Platone, nei suoi “Dialoghi”, raccontava di un’isola prospera in mezzo all’Oceano Atlantico, di una società tecnologicamente avanzata e del suo desiderio di conquistare alcune parti del Mediterraneo. Quell’isola si chiamava Atlantide. Ma tutta questa storia non era che un mito.
E se vi dicessi che l’Atlantide non è affatto un mito? Mi permetterei soltanto di dissentire, senza troppi scrupoli, dalla descrizione lasciataci dal filosofo greco. Quest’estate ho avuto la fortuna di metterci piede.
La vera Atlantide sono le isole Azzorre. Parte del Portogallo, a più di 1300 chilometri dalla terraferma.
Non solo un’unica isola fiorente, come vuole il mito, ma nove isole rigogliose: dalla verde São Miguel, culla di un’agricoltura organica, alla nera e “post-apocalittica” Pico. Non una società bramosa di conquistare terre continentali, ma vini capaci di conquistare i cuori degli appassionati. Vini che, se solo non fossero così lontani, avrebbero già molti più “alleati” all’estero.
Come sono i vini delle Azzorre? Freschi, fantastici, con un equilibrio raro. Sono vulcanici e marini. No, sarebbe giusto chiamarli oceanici. Vulcanici e atlantici.
Tutte e nove le isole Azzorre sono di origine vulcanica. Qui convivono vulcani attivi e spenti.
Le isole furono scoperte nel XV secolo, quando la Chiesa portoghese favorì l’insediamento stabile della popolazione. In poco tempo divennero un punto strategico per marinai ed esploratori: qui fecero scalo James Cook e Cristoforo Colombo.
Quella spinta ai viaggi portò con sé un’altra spinta, più silenziosa ma profonda: lo sviluppo agricolo.
A São Miguel, dicono i locali, ogni lembo di terra era coltivato. I terreni fertili ospitavano orti, pascoli e frutteti. Un tempo le colonie britanniche esportavano arance in abbondanza. Oggi prosperano banane, frutto della passione, ananas e persino il tè – la più grande piantagione d’Europa si trova proprio qui. E la vite? Le sue origini azzorriane si perdono nel tempo: forse da Cipro, forse portata dai monaci francescani. La Chiesa voleva che tutte le isole fossero abitate. Pico, però, era ricoperta di pietre basaltiche e campi lavici.

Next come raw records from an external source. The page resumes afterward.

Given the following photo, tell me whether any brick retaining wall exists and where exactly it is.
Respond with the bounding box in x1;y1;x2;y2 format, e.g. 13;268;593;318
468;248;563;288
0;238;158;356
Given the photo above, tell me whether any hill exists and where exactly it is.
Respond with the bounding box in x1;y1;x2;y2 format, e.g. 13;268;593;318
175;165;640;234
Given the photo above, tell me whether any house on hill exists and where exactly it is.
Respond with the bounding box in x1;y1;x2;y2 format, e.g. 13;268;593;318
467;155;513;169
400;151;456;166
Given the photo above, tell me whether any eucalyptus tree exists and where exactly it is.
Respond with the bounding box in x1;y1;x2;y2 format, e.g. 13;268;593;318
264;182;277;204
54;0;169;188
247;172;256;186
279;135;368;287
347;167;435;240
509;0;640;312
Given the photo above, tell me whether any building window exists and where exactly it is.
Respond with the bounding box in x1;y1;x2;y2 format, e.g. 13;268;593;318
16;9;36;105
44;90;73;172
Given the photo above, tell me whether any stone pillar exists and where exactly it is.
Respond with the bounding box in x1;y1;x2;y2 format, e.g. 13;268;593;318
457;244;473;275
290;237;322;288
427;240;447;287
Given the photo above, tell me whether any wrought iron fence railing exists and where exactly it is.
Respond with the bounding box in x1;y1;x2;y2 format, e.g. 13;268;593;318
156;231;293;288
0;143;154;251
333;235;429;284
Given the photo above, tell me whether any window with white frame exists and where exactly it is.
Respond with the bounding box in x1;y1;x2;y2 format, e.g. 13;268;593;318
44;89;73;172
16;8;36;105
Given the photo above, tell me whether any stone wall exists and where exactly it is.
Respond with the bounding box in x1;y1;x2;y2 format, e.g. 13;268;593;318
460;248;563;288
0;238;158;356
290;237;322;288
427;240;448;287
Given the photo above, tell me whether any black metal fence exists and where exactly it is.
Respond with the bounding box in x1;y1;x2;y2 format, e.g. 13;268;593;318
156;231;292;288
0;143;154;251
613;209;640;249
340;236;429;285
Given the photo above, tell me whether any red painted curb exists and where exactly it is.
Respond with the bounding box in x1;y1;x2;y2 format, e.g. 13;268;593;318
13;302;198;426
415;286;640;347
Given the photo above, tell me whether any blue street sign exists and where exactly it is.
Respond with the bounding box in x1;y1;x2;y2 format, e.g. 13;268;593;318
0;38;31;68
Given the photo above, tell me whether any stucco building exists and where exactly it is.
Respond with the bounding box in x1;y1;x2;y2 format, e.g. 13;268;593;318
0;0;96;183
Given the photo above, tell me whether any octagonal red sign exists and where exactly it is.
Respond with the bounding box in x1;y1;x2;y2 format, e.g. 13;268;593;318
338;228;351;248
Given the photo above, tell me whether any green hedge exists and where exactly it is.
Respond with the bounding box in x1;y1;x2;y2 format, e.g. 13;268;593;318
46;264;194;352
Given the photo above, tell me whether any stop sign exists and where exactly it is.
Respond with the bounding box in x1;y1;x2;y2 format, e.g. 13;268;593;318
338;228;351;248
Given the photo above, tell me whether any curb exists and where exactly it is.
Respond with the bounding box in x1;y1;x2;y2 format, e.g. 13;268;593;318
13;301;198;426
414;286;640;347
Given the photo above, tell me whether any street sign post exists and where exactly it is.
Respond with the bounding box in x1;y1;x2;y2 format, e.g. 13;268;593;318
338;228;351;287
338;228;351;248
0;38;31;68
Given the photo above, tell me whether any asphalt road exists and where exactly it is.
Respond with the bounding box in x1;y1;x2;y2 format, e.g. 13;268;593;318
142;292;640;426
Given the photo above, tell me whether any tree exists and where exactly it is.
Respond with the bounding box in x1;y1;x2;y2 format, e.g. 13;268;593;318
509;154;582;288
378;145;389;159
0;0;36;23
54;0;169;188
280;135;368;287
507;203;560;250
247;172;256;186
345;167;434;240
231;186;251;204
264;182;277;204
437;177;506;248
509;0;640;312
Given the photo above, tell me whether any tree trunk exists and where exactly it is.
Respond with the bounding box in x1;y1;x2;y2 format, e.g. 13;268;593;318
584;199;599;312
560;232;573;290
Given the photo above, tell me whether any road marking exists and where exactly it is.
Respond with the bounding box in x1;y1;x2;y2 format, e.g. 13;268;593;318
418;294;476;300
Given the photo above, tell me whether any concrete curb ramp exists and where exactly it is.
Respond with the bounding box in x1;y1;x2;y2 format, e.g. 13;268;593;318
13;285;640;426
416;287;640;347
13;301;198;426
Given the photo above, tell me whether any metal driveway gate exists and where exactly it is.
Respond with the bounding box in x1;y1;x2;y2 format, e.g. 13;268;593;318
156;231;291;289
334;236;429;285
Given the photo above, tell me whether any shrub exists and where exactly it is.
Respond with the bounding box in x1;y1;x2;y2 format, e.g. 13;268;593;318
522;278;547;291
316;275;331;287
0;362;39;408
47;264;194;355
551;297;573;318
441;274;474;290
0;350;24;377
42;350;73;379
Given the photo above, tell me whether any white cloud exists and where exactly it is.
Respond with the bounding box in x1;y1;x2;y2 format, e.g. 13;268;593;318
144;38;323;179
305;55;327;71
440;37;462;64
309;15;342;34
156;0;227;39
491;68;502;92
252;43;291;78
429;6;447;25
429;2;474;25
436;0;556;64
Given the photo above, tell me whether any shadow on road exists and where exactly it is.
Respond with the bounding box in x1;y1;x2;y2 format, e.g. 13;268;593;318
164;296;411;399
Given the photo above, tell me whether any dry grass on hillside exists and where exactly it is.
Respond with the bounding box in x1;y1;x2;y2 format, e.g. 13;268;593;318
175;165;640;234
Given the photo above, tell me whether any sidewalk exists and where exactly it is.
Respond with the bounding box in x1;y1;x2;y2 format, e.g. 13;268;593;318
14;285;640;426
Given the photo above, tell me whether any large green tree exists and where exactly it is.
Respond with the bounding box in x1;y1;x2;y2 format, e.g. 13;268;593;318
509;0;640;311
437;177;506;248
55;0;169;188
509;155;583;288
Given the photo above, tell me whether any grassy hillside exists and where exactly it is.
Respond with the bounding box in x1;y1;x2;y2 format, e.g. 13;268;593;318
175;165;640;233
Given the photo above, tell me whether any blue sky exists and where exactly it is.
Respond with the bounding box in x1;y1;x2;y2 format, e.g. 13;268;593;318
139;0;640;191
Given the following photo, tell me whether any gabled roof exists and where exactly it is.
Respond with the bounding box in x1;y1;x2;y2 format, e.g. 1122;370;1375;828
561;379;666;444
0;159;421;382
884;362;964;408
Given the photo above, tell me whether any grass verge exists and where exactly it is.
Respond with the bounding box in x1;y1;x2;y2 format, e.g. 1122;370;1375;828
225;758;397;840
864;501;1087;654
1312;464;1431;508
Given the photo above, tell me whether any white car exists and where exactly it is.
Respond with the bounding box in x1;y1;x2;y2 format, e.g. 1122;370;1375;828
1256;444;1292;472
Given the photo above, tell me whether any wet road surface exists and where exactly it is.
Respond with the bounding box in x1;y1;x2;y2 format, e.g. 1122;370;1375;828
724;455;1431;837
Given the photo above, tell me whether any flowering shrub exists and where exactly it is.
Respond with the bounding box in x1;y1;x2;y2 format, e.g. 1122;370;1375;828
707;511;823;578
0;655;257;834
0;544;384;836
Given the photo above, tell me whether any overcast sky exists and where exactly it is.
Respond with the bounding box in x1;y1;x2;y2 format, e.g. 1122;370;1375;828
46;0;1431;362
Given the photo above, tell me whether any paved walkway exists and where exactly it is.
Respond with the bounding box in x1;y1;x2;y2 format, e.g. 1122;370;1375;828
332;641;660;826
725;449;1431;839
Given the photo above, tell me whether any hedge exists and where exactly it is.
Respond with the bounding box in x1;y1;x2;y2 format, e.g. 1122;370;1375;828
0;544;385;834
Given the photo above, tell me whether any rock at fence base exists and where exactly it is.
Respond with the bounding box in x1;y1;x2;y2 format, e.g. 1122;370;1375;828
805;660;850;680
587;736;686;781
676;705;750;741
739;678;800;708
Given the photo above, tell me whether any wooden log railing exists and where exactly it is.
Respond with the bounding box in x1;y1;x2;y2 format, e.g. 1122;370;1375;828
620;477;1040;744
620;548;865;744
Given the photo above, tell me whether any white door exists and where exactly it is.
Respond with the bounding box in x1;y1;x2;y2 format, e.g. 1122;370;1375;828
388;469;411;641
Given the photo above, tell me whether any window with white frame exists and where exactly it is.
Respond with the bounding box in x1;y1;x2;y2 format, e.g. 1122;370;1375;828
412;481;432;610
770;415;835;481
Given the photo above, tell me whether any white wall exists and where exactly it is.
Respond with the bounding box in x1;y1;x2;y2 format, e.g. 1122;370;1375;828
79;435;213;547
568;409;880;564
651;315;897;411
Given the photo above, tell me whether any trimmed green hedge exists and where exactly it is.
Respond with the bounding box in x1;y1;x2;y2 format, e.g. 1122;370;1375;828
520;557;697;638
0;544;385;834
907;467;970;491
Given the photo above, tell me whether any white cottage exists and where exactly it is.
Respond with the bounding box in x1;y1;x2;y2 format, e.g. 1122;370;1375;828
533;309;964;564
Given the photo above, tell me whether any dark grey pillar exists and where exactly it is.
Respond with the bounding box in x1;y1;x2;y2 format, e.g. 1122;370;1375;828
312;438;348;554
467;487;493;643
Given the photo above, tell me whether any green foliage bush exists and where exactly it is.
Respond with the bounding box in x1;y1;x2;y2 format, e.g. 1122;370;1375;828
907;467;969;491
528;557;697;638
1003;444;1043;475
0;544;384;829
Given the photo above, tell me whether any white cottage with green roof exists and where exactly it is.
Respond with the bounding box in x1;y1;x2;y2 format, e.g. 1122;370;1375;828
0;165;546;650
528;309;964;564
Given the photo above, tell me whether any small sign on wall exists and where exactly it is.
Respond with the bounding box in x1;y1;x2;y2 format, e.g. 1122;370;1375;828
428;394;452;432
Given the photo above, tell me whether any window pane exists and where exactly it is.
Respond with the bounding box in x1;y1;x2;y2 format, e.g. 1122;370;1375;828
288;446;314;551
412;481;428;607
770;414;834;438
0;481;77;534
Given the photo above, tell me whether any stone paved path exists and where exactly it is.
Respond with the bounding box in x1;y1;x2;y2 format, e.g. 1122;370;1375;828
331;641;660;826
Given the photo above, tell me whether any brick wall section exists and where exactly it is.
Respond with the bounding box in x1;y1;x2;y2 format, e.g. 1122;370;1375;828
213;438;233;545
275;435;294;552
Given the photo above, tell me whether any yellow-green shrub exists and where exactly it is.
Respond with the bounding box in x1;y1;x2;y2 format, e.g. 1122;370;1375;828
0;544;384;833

Un suolo difficile, ma perfetto per la vite. Così Pico divenne “l’isola più vinicola” delle Azzorre, lasciando a São Miguel solo pochi vigneti.
Oggi i principali produttori si trovano a Pico, Terceira, Graciosa e São Miguel. I muri di basalto che circondano i vigneti sono la loro firma. In origine servivano a liberare i campi dalle pietre, ma finirono per creare un paesaggio unico, quasi simile ai clos francesi.
Quelle mura non sono solo belle: proteggono le viti dai venti, dall’acqua salmastra e dalle rapide variazioni climatiche. Assorbono il calore e lo restituiscono, mantenendo un microclima stabile, perfetto per maturazioni equilibrate.
Una delle cose che amo di più del Portogallo è l’attenzione ai vitigni autoctoni. Quelli nati qui, radicati nel territorio, capaci di regalarci sapori nuovi e di ricordarci che la diversità è la vera ricchezza del vino.
I protagonisti dei bianchi delle Azzorre sono tre: verdelho, arinto dos Açores e terrantez do Pico. Tutti accomunati da un’acidità vibrante, un basso grado alcolico e probabili legami genetici con il savagnin del Giura.
Attenzione però: il verdelho non va confuso con il verdejo spagnolo. Il primo regala vini intensi, fruttati e solari — come l’Anselmo Mendes Magma 2023, perfetto con il baccalà locale.
Arinto dos Açores, invece, è un vitigno indipendente dal “fratello” di terraferma. I vini che ne nascono ricordano il riesling: floreali, agrumati, tesi. Come l’Arinto dos Açores 2023 di Entre Pedras, affinato in grotte laviche e oggi simbolo di una nuova generazione di vignaioli naturali.
Terrantez do Pico, nonostante il nome, non ha nulla a che vedere con il torrontés argentino. Dona corpo e profondità ai blend, come negli Efusivo Branco 2023 o nei macerati di Quinta da Jardinete. L’abbinamento perfetto? Il “cozido”, piatto tradizionale di carne e verdure cotto lentamente.
Un vino che parla la lingua del fuoco, della pietra e del mare.